Data availability isn’t an issue, thanks to the nature of the data. Yahoo shouldn’t need to host the data and can’t withold the data; if NFL or ESPN or Twitter or any other source has the relevant data, it should be straightforward to serialize the data consistently and either verify the posted hash or see that it’s incorrectly calculated and subsequently dispute it. The data being correct implies its availability, since it’s “objective common knowledge”.
If clients/frontends are going to be displaying stats before they’re posted on-chain anyway, they could also monitor and locally verify chunks posted to the data feed once they’re posted, surfacing a warning and recommendation for dispute for any users. For any erroneous chunk of data posted, the system needs only one actor to raise a dispute.
An attack on a data feed may entail posting bad data and attempting to censor disputes from all actors while the dispute period passes. If it’s assumed that disputes cannot be censored, the only way the attack can succeed is if the Augur market resolves incorrectly.

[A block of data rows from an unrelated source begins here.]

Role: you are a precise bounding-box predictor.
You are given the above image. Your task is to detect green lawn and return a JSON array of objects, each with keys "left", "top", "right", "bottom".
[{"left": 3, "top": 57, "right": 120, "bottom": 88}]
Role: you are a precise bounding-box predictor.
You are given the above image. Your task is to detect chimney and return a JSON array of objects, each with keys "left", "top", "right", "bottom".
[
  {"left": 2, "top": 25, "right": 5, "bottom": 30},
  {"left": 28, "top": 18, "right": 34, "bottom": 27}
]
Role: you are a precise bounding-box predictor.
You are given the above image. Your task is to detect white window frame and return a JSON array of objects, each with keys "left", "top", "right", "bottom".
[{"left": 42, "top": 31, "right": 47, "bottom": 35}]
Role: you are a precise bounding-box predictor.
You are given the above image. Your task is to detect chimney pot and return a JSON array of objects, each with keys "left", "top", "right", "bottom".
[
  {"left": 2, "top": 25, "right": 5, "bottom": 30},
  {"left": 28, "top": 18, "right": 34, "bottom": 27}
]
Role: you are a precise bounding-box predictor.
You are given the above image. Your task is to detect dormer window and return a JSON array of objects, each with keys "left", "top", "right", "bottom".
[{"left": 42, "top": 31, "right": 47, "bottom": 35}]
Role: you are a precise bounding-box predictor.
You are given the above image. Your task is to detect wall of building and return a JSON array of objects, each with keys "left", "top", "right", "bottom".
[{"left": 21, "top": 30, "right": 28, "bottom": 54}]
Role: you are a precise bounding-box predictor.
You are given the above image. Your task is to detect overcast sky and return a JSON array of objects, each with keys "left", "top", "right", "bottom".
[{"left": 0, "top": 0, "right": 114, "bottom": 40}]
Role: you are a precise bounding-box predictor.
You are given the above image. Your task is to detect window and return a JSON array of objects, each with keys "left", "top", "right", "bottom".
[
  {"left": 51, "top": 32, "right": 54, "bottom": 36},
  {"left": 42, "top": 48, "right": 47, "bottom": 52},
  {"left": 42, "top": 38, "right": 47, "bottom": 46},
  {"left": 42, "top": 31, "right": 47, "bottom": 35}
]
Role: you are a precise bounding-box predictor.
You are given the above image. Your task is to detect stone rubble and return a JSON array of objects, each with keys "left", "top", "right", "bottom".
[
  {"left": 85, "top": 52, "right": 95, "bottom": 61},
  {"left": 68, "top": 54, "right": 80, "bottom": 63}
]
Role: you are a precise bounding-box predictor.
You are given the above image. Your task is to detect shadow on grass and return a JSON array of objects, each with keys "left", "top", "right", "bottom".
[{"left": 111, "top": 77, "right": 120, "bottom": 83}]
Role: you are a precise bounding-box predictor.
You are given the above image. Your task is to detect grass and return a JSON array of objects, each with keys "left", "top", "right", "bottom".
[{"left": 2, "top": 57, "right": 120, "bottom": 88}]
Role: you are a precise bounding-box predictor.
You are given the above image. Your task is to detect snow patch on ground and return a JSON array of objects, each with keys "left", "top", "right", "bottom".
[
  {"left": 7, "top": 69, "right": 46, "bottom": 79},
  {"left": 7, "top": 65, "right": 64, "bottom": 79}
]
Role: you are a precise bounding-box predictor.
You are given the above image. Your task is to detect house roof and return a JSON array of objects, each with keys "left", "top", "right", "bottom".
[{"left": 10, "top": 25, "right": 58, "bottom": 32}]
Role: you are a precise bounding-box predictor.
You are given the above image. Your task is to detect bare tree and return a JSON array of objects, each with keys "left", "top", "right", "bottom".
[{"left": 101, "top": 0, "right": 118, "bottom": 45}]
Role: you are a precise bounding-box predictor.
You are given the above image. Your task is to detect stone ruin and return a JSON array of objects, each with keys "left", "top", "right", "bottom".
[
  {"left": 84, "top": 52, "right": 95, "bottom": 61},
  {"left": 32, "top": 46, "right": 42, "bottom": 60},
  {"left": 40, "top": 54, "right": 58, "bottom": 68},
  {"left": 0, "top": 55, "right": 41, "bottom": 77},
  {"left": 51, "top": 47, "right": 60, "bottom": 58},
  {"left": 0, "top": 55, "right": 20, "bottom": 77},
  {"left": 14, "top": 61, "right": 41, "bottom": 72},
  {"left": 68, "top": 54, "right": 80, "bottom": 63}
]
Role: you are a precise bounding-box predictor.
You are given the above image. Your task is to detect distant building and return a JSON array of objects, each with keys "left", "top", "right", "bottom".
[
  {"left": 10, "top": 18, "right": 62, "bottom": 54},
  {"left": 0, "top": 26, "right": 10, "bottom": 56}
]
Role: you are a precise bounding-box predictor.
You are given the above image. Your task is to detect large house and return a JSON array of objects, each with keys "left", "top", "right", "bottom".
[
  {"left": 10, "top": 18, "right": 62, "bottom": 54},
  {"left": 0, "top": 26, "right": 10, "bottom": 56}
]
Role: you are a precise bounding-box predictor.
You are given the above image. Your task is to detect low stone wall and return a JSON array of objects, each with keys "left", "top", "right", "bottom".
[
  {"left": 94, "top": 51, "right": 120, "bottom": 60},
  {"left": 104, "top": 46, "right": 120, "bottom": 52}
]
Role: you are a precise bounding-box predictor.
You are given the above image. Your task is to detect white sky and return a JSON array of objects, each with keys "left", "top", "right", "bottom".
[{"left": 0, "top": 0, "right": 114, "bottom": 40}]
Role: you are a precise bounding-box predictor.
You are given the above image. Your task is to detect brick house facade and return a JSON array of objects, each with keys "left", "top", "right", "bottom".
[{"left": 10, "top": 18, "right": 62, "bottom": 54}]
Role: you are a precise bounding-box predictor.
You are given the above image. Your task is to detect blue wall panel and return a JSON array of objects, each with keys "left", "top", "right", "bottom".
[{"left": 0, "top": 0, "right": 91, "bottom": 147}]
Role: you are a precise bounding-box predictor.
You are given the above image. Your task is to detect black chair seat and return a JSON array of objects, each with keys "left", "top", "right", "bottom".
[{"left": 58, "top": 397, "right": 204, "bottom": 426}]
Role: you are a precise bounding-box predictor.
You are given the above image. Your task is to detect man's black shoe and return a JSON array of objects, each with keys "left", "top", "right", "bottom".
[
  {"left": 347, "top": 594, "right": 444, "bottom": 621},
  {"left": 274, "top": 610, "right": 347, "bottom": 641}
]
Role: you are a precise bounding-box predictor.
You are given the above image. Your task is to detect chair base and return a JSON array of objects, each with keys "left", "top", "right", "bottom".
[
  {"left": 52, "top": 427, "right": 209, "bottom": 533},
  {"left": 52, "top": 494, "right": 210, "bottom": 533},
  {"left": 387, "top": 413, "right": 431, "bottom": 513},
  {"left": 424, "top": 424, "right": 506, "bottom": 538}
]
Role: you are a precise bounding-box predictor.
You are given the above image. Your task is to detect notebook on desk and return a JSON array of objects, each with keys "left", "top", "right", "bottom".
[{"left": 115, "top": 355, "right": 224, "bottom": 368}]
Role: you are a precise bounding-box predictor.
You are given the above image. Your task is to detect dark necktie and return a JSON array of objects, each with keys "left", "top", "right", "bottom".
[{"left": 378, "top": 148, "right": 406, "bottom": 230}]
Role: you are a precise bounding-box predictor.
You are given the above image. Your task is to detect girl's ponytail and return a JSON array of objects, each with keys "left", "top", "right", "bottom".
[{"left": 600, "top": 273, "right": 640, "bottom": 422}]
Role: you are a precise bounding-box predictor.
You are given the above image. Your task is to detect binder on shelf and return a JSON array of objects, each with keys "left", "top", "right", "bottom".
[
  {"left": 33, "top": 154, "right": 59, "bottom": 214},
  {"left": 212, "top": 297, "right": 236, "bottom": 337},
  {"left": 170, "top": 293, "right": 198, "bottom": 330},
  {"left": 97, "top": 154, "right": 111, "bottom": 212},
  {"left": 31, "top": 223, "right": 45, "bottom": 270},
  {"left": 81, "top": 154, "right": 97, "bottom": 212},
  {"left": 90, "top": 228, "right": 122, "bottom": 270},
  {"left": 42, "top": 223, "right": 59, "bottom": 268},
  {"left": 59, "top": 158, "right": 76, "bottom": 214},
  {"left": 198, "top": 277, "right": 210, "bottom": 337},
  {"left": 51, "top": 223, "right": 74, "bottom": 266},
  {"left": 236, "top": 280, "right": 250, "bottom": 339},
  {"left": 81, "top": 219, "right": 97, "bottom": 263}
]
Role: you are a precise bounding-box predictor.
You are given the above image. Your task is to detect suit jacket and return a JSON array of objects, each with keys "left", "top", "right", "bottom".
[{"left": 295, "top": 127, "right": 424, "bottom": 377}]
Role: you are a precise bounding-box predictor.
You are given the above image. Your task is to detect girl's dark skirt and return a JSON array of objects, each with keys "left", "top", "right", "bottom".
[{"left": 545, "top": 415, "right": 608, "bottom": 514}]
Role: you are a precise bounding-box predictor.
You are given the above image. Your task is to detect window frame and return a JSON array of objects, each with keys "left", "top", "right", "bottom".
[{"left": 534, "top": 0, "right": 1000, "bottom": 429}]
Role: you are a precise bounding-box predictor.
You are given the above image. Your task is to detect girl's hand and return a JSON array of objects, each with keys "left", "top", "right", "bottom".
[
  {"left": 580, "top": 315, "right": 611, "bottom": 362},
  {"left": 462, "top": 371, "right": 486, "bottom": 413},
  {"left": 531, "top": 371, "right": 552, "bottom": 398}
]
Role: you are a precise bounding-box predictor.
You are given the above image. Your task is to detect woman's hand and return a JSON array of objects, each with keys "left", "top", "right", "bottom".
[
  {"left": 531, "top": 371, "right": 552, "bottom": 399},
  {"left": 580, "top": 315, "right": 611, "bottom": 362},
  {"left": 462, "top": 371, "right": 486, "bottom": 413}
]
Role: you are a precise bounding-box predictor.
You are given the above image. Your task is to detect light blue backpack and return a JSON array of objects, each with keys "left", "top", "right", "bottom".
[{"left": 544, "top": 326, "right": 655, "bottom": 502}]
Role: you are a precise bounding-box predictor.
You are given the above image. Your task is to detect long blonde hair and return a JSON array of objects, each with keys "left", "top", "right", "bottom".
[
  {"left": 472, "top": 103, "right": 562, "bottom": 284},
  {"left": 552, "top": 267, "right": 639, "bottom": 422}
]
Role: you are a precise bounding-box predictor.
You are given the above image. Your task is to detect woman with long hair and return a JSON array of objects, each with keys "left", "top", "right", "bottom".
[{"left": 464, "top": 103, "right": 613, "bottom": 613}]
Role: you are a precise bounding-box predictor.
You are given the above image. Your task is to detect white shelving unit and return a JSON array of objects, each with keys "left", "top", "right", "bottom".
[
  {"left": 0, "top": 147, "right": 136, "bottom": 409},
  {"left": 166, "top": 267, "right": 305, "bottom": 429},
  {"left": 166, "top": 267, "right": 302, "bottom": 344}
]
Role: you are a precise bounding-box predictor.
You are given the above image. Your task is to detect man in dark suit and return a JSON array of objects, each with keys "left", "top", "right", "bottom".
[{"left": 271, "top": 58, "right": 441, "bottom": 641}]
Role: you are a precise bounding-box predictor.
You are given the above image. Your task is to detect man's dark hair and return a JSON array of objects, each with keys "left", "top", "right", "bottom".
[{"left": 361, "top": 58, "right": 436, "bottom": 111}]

- Thus, as long as there is at least one honest actor checking the feed within the timeout period for each data chunk , the cost to an attacker to get dishonest data finalized is the min of <cost to censor disputes from getting on-chain for the dispute period> and <cost to make the Augur market resolve incorrectly>
The Augur market resolving in a fork is an edge case that both the data feed layer and dapps built on top of that will need to specifically account for. An easy default would be to refund everyone’s money and partially slash+unbond the data feed operator, essentially “shutting down”.
In the case of a dispute being successful, it’s important to slash some of the operator’s stake, otherwise operators could “frontrun” their own misbehavior and grief the system.

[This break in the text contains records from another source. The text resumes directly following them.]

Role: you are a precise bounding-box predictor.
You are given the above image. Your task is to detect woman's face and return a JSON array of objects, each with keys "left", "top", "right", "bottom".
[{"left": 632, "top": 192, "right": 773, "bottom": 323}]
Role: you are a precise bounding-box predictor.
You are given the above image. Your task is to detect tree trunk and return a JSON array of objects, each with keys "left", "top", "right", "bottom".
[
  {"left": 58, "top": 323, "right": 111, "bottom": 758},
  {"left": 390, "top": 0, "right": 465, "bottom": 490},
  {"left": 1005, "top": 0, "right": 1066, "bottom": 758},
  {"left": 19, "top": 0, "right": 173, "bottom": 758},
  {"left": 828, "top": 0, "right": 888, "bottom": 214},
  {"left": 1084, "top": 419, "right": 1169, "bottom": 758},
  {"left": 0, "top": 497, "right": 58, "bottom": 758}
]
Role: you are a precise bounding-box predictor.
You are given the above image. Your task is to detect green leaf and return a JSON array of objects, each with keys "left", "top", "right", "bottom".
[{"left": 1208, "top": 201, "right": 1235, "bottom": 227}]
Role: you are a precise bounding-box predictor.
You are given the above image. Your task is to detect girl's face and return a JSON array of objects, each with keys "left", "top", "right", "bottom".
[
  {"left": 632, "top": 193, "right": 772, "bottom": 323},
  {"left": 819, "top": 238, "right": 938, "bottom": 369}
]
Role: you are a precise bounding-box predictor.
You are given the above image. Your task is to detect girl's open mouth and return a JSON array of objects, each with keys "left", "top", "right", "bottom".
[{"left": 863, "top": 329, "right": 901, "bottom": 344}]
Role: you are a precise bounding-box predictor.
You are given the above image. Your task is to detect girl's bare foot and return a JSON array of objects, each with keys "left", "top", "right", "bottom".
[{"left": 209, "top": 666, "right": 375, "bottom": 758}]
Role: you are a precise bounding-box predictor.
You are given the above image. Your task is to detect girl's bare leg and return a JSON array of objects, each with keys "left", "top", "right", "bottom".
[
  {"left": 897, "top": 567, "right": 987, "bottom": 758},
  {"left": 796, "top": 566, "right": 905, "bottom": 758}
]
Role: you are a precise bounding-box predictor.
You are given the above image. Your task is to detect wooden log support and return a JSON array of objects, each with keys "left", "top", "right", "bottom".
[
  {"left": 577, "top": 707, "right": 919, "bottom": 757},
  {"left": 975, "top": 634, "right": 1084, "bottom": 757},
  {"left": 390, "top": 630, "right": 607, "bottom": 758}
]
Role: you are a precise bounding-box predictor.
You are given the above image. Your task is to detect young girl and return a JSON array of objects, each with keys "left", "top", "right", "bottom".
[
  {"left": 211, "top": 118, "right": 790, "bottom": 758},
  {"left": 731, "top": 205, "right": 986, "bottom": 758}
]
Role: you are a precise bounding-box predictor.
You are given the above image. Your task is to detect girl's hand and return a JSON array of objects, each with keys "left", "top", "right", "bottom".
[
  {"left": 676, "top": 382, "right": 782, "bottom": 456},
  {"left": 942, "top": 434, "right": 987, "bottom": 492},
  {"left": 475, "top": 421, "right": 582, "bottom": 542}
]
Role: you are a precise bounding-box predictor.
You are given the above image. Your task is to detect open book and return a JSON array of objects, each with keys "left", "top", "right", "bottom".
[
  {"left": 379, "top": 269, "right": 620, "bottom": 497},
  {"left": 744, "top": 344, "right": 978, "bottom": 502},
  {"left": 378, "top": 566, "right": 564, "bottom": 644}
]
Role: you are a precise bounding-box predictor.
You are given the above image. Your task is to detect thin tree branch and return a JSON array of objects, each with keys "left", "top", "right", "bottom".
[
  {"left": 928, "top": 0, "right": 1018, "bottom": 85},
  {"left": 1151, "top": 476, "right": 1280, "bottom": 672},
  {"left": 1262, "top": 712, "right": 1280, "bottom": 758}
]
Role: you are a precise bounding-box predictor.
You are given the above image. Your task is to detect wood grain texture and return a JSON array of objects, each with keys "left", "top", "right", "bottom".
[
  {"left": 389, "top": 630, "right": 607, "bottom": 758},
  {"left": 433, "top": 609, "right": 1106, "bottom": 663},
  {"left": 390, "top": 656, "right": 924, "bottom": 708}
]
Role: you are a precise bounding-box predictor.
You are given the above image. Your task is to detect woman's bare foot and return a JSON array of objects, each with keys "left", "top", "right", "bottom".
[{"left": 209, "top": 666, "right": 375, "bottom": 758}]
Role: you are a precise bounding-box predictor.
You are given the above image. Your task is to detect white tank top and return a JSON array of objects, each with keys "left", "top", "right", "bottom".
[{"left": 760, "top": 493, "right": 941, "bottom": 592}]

Ideally you’d be able to tweak the parameters of the “expensive and slow, but decentralized” oracle to adhere to different security levels for different data feeds. The dispute taking too long could be an unfortunate griefing vector. If each dispute takes a week, and data is expected to be posted every hour, a single dispute could stall the system’s settlement for an unacceptably long time.

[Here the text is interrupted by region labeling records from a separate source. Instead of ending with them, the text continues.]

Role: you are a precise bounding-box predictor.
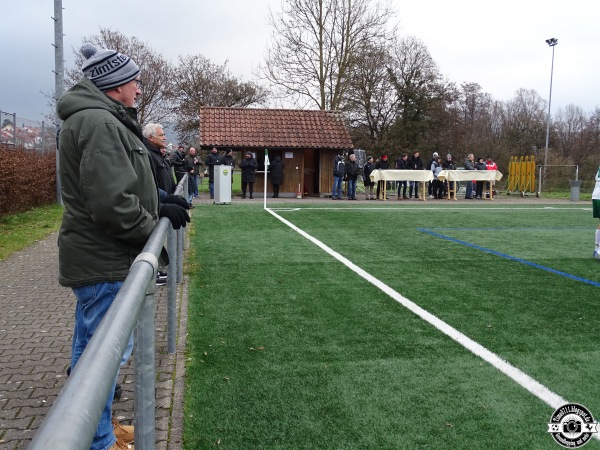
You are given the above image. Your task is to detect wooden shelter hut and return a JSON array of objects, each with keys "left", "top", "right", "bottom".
[{"left": 200, "top": 107, "right": 353, "bottom": 197}]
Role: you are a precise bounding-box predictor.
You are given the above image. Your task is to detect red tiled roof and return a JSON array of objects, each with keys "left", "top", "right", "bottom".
[{"left": 200, "top": 107, "right": 354, "bottom": 149}]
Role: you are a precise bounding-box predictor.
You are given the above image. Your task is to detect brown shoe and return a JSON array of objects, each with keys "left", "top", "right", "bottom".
[
  {"left": 112, "top": 419, "right": 134, "bottom": 448},
  {"left": 109, "top": 439, "right": 134, "bottom": 450}
]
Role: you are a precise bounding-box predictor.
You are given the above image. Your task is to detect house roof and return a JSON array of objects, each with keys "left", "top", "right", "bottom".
[{"left": 200, "top": 107, "right": 353, "bottom": 149}]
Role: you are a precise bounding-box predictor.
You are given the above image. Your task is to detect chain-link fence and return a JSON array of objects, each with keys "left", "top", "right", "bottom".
[{"left": 0, "top": 110, "right": 56, "bottom": 153}]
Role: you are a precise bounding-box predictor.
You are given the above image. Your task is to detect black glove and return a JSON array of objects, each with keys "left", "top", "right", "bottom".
[
  {"left": 158, "top": 203, "right": 190, "bottom": 230},
  {"left": 161, "top": 195, "right": 190, "bottom": 209}
]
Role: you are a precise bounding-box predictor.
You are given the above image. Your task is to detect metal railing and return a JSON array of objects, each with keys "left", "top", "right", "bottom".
[{"left": 29, "top": 175, "right": 187, "bottom": 450}]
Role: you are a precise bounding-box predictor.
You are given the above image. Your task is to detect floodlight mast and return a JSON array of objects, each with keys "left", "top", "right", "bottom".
[{"left": 538, "top": 38, "right": 558, "bottom": 196}]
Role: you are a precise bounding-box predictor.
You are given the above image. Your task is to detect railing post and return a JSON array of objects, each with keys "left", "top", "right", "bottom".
[
  {"left": 133, "top": 278, "right": 156, "bottom": 450},
  {"left": 167, "top": 227, "right": 179, "bottom": 354}
]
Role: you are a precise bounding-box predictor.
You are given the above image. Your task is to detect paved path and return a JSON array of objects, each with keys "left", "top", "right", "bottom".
[{"left": 0, "top": 233, "right": 187, "bottom": 450}]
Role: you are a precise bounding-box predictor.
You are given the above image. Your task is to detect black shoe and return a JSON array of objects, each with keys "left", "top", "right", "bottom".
[
  {"left": 67, "top": 366, "right": 123, "bottom": 403},
  {"left": 113, "top": 384, "right": 123, "bottom": 403}
]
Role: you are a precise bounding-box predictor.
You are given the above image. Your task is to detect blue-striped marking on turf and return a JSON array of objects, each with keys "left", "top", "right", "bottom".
[{"left": 417, "top": 228, "right": 600, "bottom": 287}]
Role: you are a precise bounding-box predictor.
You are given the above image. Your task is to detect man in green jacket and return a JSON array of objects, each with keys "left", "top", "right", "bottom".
[{"left": 57, "top": 44, "right": 189, "bottom": 450}]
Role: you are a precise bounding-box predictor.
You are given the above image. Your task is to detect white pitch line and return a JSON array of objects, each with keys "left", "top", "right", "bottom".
[
  {"left": 266, "top": 208, "right": 600, "bottom": 426},
  {"left": 265, "top": 206, "right": 592, "bottom": 212}
]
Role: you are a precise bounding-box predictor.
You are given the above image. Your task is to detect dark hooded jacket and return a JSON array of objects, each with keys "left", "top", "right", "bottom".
[
  {"left": 57, "top": 78, "right": 158, "bottom": 286},
  {"left": 144, "top": 138, "right": 175, "bottom": 194},
  {"left": 269, "top": 156, "right": 283, "bottom": 186}
]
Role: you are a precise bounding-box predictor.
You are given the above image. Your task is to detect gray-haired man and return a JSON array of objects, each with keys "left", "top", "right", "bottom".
[{"left": 57, "top": 44, "right": 189, "bottom": 450}]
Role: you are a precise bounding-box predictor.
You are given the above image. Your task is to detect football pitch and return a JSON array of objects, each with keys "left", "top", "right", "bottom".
[{"left": 184, "top": 202, "right": 600, "bottom": 449}]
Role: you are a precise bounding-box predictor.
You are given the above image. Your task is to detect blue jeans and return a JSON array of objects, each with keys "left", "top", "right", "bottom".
[
  {"left": 194, "top": 175, "right": 200, "bottom": 197},
  {"left": 465, "top": 181, "right": 473, "bottom": 198},
  {"left": 71, "top": 281, "right": 133, "bottom": 450},
  {"left": 331, "top": 176, "right": 344, "bottom": 198},
  {"left": 348, "top": 178, "right": 356, "bottom": 198}
]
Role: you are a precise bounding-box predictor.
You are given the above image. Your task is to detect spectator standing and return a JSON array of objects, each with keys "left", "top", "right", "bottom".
[
  {"left": 190, "top": 147, "right": 204, "bottom": 198},
  {"left": 204, "top": 147, "right": 223, "bottom": 199},
  {"left": 426, "top": 152, "right": 440, "bottom": 198},
  {"left": 142, "top": 123, "right": 175, "bottom": 194},
  {"left": 240, "top": 150, "right": 258, "bottom": 198},
  {"left": 442, "top": 153, "right": 456, "bottom": 200},
  {"left": 396, "top": 153, "right": 410, "bottom": 200},
  {"left": 57, "top": 44, "right": 189, "bottom": 450},
  {"left": 346, "top": 153, "right": 359, "bottom": 200},
  {"left": 171, "top": 145, "right": 190, "bottom": 184},
  {"left": 375, "top": 154, "right": 390, "bottom": 200},
  {"left": 475, "top": 158, "right": 486, "bottom": 200},
  {"left": 464, "top": 153, "right": 475, "bottom": 200},
  {"left": 363, "top": 156, "right": 375, "bottom": 200},
  {"left": 331, "top": 151, "right": 346, "bottom": 200},
  {"left": 485, "top": 156, "right": 498, "bottom": 197},
  {"left": 185, "top": 147, "right": 198, "bottom": 208},
  {"left": 431, "top": 156, "right": 444, "bottom": 199},
  {"left": 269, "top": 155, "right": 283, "bottom": 198},
  {"left": 408, "top": 150, "right": 423, "bottom": 199},
  {"left": 592, "top": 167, "right": 600, "bottom": 259},
  {"left": 223, "top": 148, "right": 235, "bottom": 184}
]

Operator incentives aren’t fully thought out here. Perhaps there’s enough social incentive for Yahoo to put up a bond and run the feed if all the dapp frontends annotate that they’re “Powered by Yahoo”. Perhaps other types of data feeds could offer incentives paid for by canonical services on top of the data feed, similar to BTC Relay taking a fee from on-chain reads of block headers[1]. Perhaps the operator bond is partially community funded, and the operator gets paid out a small-but-more-than-the-gas amount per data chunk that is finalized.
- Needing operators to lock up capital is not great, but ideally social incentives and the reputation of the operator being a “known entity” (eg. Yahoo) can act as a deterrent as well.
- In cases where the feed can be neatly coupled with on-chain services to provide incentives for decentralized posters, the system could almost be framed as a kind of DAO
Operator reelection is tied closely to operator incentives. If there are real incentives to become the operator, then there could probably be a better way to optimize operator election than just having the first to identify a dispute win.
Other use cases: temperature feed updated hourly, block header relay, real-world-asset price oracle

“Layer 2”

I’ve temporarily dubbed this type of pattern a “layer 2 oracle”, since in the optimistic case it can operate entirely without touching the oracle, but in the dispute case its security falls back to the security of the oracle, assuming censorship is not possible. I’m interested to hear if there are other framings that come to mind that may make more sense.

Closing

I’m not actually building anything on top of this, but I’ve had the thoughts bouncing around in my head for a while and wanted to get them written down and see if anyone has any thoughts on this or similar directions. Thanks for reading!